I got wind of this book earlier this year via a radio interview the author gave with the BBC in London. She sounded like a bubbly, funny, and engaging person. Besides, what details she relayed from her book about her indirect relationship with J.D. Salinger made me want to buy it.
"My Salinger Year" has proven to be one of the most enjoyable and pleasant reading experiences I've had this summer. Rakoff recaptures for the reader the essence and flavor of her 1-year stint working for a New York publishing company in the late 1990s, just as the publishing world is poised to enter the digital age, which would sweep aside a host of long established practices and customs.
Rakoff's boss is the agent for the reclusive and celebrated writer J.D. Salinger. Rakoff's role is that of a loyal assistant in a dimly lit office where typewriters and Dictaphones still hold sway and "old-time agents doze at their desks" hungover from martini lunches. She's grateful to have this job, having freshly returned from London, where she had been a graduate student and lived with a boyfriend she loved but forsook when he opted to go on to Berkeley (CA) and she eventually settled for living in a dilapidated Brooklyn apartment with Don, a new boyfriend who is an avowed Socialist with a rather overinflated sense of himself and his literary talents.

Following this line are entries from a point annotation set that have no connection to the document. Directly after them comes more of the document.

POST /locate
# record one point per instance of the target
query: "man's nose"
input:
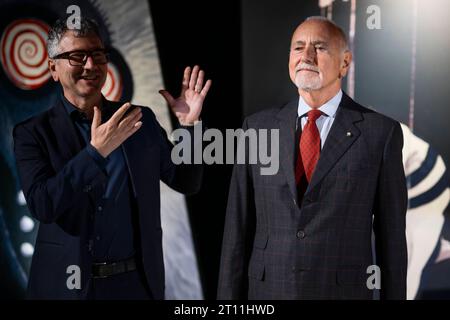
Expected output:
(89, 63)
(309, 55)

Rakoff has her own dreams of a literary career, of finding herself as a writer. But for the time being, at the Agency, she is "tasked with answering Salinger's voluminous fan mail. But as Rakoff reads the candid, heart-wrenching letters from his readers around the world, she finds herself unable to type out the ... decades-old form response." This leads to a gradual, yet profound change in Rakoff's approach to responding to Salinger's fervent fans.
This is a book that richly conveys the highs and lows, hopes and anxieties experienced by anyone in their early 20s set on finding him/herself and their place in society after surviving the rigors of university life. Anyone who reads this book will be charmed by it and find much in it that relates to the universal struggle faced by people anxious to make their mark in the world and thrive therein.